HP XC System Software Administration Guide Version 3.2

NOTE: If the user logged in from a node that is also a compute node, the epilog script also ends
the user's login. You can avoid this problem by editing the EPILOG_EXCLUDE_NODES variable
in the epilog file. It is empty by default. Specify the host names of the login nodes, separated by
spaces, so that the epilog script does not kill the user jobs on those nodes; for example:
EPILOG_EXCLUDE_NODES="n101 n102 n103 n104 n105"
The SLURM epilog is located at /opt/hptc/slurm/etc/slurm.epilog.clean initially.
You can maintain the file in this directory, move it to another directory, or move it to a shared
directory. If you decide to maintain this file in a local directory on each node, be sure to propagate
the SLURM epilog file to all the nodes in the HP XC system. The following example moves the
SLURM epilog file to a shared directory:
# mv /opt/hptc/slurm/etc/slurm.epilog.clean \
/hptc_cluster/slurm/slurm.epilog.clean
Enable this script by configuring it in the SLURM configuration file,
/hptc_cluster/slurm/etc/slurm.conf. Edit the Epilog declaration line in this file as
follows:
Epilog=/hptc_cluster/slurm/slurm.epilog.clean
Be sure to restart SLURM.
15.8 Maintaining the SLURM Daemon Log
By default SLURM daemon logs are stored in /var/slurm/log/ on each node that runs SLURM
daemons. The slurmctld controller daemon writes to the slurmctld.log file, and the slurmd
daemon writes to the slurmd.log file. These log files and their location are configured in the
slurm.conf file. You can view this information with the scontrol command, as follows:
# scontrol show config | grep LogFile
SlurmctldLogFile = /var/slurm/log/slurmctld.log
SlurmdLogFile = /var/slurm/log/slurmd.log
Over time these logs become large, particularly if you increase SLURM daemon debugging:
# scontrol show config | grep -i debug
SlurmctldDebug = 3
SlurmdDebug = 3
The daemon debug value ranges from 1 to 7, with 7 being very verbose. The default value is 3.

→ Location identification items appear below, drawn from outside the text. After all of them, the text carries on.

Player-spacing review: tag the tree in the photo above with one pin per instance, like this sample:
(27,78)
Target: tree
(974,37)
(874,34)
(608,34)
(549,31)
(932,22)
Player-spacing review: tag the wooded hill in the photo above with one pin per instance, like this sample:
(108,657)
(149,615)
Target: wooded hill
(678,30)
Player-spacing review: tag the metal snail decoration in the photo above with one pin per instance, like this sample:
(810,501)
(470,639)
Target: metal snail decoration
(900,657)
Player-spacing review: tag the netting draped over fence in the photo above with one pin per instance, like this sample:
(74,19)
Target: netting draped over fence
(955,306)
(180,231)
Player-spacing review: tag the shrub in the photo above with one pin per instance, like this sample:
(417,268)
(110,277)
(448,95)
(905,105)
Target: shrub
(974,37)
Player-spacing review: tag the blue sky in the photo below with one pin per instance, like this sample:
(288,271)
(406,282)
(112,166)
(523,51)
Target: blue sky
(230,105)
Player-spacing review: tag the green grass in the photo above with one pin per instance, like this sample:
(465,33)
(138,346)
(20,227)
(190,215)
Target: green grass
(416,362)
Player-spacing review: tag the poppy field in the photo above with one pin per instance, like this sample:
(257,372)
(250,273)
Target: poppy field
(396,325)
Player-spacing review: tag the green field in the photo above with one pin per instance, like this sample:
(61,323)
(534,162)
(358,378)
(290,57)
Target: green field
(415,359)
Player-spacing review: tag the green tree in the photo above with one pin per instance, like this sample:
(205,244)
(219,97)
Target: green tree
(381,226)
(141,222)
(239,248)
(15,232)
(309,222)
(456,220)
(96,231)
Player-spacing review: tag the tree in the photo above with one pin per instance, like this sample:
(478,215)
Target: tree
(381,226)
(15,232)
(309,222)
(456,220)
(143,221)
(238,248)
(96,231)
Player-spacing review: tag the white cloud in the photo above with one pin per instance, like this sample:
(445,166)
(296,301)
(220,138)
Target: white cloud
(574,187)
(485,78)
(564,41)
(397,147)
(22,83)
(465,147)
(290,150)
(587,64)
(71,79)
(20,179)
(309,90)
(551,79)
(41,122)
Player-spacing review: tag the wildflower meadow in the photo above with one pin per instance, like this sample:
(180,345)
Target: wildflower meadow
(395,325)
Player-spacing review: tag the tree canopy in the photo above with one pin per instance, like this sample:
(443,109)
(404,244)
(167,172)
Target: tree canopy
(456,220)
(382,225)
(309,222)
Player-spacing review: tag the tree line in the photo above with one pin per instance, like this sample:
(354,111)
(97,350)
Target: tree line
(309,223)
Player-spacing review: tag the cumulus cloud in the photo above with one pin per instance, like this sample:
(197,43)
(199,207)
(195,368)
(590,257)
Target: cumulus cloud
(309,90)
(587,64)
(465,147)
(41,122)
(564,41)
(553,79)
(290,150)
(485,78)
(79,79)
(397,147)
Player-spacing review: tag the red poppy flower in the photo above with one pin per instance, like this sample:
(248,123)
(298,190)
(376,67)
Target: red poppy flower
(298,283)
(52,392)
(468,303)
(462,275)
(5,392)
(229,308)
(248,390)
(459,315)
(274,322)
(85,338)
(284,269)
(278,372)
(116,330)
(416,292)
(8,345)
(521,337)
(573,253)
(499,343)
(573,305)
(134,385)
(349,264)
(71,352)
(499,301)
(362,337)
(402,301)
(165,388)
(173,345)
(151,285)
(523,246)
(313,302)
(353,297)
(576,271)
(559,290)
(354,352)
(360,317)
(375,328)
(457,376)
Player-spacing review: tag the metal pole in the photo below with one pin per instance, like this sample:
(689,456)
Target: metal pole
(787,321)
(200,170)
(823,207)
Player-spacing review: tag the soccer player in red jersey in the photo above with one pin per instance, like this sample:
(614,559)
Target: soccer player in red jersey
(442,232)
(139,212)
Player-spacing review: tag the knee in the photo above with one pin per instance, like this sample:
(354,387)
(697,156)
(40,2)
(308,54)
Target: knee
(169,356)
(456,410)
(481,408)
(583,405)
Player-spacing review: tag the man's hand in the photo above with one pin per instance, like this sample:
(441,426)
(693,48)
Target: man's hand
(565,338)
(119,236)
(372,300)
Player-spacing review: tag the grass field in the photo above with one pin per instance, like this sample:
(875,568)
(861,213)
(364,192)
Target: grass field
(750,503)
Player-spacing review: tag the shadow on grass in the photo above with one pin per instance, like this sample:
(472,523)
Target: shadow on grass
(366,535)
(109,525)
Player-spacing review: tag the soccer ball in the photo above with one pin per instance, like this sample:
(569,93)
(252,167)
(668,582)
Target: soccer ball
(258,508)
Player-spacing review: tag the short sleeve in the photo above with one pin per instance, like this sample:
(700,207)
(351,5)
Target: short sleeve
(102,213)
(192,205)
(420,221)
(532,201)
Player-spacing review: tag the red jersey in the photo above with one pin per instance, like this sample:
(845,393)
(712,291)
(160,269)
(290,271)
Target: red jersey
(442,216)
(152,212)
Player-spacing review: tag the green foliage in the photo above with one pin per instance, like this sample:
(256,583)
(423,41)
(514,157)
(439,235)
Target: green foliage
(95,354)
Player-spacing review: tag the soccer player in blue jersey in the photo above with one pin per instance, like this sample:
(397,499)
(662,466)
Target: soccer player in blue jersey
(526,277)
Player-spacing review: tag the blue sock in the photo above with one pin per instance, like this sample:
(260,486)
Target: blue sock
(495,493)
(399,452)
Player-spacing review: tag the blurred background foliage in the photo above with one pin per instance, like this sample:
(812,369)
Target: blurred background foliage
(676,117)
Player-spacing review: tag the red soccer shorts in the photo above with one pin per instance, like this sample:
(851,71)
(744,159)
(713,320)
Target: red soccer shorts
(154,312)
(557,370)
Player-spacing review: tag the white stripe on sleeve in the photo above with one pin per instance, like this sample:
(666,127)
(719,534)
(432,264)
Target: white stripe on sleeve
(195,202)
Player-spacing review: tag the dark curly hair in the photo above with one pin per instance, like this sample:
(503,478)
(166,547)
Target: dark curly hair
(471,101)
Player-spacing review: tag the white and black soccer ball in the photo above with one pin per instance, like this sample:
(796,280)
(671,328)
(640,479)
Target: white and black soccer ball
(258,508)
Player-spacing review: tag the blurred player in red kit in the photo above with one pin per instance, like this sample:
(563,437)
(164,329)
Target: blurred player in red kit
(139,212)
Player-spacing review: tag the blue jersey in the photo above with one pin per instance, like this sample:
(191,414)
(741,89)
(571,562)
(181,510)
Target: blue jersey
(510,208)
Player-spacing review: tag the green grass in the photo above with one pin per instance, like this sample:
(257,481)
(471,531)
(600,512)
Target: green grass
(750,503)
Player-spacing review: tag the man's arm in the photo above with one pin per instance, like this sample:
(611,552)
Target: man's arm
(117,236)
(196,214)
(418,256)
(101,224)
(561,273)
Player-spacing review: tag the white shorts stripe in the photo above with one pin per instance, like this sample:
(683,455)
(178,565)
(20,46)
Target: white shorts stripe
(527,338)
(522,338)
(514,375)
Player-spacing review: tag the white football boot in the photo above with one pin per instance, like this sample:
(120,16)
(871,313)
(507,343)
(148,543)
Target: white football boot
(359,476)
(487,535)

To cache these log files without disrupting SLURM operation, rename these files. Be sure the
new names are intuitive if you intend to archive them:
# mv /var/slurm/log/slurmctld.log{,.old}
# mv /var/slurm/log/slurmd.log{,.old}
Use the pdsh command to rename the files systemwide:
# scontrol ping
Slurmctld(primary/backup) at n16/n15 are UP/UP
# pdsh -w n[15-16] 'mv /var/slurm/log/slurmctld.log{,.old}'
# pdsh -a 'mv /var/slurm/log/slurmd.log{,.old}'
The SLURM daemons will still write to the renamed files. To have the daemons write to the new
daemon log files, issue the following command:
# scontrol reconfig
Now the SLURM daemons will write to the originally named log files. You can archive or delete
the old files.
You can automate the procedure for caching SLURM log files by using a cron job on the head
node set for an interval appropriate for your site.
15.8 Maintaining the SLURM Daemon Log 185